- First tankōbon volume cover
- Genre: Dark fantasy; Supernatural;
- Written by: Shin-ichi Sakamoto
- Published by: Shueisha
- English publisher: NA: Viz Media;
- Magazine: Grand Jump
- Original run: January 20, 2021 – present
- Volumes: 7
- Anime and manga portal

= DRCL midnight children =

Japanese manga series

1. DRCL midnight children is a Japanese manga series written and illustrated by Shin-ichi Sakamoto. It is based on Bram Stoker's novel Dracula. It is being serialized monthly in Shueisha's Grand Jump, with its chapters collected in seven tankōbon volumes as of June 2026. #DRCL midnight children is a story set in 19th-century Britain that follows Mina Murray and her colleagues as they attempt to obtain victory against a foe from a far away land in the East.

==Characters==
- Mina Murray, a ginger tomboy from Lancashire. She is adept at Catch as Catch Can wrestling, however Mina is the only girl in her school and is bullied by her male classmates for her academic and physical prowess.
- Luke / Lucy Westenra, an aloof and frail young man. At night he turns into Lucy who is best friends with Mina, however during the day he shows indifference to Mina.
- Arthur Holmwood, the leader of his group of friends. He is from nobility and views himself as a gallant knight but is secretly a coward.
- Joe Suwa, a Japanese photographer who helps in tormenting Mina. He is quite mysterious and the disturbed nun Renfield lives with him.
- Quincey Morris, an African American from Texas. He is the main instigator in bullying Mina and has a loud and abrasive personality.
- Abraham Van Helsing, a newly appointed professor to Whitby school. He has come from Holland to research Lucy's condition.
- Jonathan Harker, a small English boy with medium length blonde hair. The childhood best friend of Mina Murray. He utilizes a wheelchair as his sole means of conveyance after an incident that took his ability to walk.
- Count Dracula, an ancient vampire who was once the historical Vlad the Impaler. He is able to feed on pomegranates as a substitute for human blood, though doing so causes him to take on a childlike form.

==Publication==
1. DRCL midnight children, written and illustrated by Shin-ichi Sakamoto, is based on Bram Stoker's novel Dracula. The series was first published with a preview chapter in Shueisha's seinen manga magazine Grand Jump on December 2, 2020; it began its serialization in the magazine on January 20, 2021. Shueisha released the first tankōbon volume on February 18, 2022. As of April 17, 2026, seven volumes have been released.
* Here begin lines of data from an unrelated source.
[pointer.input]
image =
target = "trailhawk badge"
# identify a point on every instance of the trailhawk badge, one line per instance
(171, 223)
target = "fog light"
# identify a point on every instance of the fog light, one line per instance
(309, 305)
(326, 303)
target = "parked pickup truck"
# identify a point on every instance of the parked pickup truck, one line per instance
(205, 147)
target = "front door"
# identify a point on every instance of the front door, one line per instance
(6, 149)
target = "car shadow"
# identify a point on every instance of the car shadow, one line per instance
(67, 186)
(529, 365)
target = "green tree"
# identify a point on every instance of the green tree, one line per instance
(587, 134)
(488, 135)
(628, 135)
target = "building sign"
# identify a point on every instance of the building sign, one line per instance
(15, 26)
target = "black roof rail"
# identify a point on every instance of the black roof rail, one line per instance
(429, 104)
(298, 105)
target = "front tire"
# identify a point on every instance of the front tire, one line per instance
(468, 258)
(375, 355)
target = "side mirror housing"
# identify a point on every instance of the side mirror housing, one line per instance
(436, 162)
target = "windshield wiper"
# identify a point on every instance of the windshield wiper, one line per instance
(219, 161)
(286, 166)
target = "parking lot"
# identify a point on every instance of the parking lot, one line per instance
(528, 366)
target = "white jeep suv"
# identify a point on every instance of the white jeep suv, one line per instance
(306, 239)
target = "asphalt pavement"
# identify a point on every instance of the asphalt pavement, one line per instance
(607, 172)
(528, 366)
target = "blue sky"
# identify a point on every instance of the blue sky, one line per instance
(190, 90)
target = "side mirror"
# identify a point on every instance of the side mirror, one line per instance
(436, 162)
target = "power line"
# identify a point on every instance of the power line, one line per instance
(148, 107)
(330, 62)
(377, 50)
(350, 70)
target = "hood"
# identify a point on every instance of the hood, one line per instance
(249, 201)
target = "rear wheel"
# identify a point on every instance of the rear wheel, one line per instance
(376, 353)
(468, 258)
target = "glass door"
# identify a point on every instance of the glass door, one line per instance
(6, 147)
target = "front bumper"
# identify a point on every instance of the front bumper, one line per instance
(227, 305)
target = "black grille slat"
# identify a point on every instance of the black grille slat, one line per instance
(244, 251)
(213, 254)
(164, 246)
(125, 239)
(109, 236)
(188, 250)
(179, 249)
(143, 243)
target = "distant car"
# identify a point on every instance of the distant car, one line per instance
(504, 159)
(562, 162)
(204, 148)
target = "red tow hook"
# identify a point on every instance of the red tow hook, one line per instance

In February 2023, Viz Media announced that it had licensed the manga for English publication.

===Volumes===

| No. | Original release date | Original ISBN | English release date | English ISBN |
|---|---|---|---|---|
| 1 | February 18, 2022 | 978-4-08-792753-5 | September 19, 2023 | 978-1-9747-4088-8 |
| 2 | October 19, 2022 | 978-4-08-792771-9 | March 19, 2024 | 978-1-9747-4313-1 |
| 3 | June 19, 2023 | 978-4-08-792776-4 | September 17, 2024 | 978-1-9747-4868-6 |
| 4 | February 19, 2024 | 978-4-08-792782-5 | March 25, 2025 | 978-1-9747-5203-4 |
| 5 | November 19, 2024 | 978-4-08-792811-2 | September 16, 2025 | 978-1-9747-5782-4 |
| 6 | June 18, 2025 | 978-4-08-792815-0 | July 21, 2026 | 978-1-9747-6322-1 |
| 7 | April 17, 2026 | 978-4-08-792821-1 | — | — |

==Reception==
In 2024, the series was nominated for the Eisner Awards in the Best Adaptation from Another Medium and Best U.S. Edition of International Material—Asia categories. It won the Japan Society and Anime NYC's first American Manga Awards in the Best New Manga category in 2024.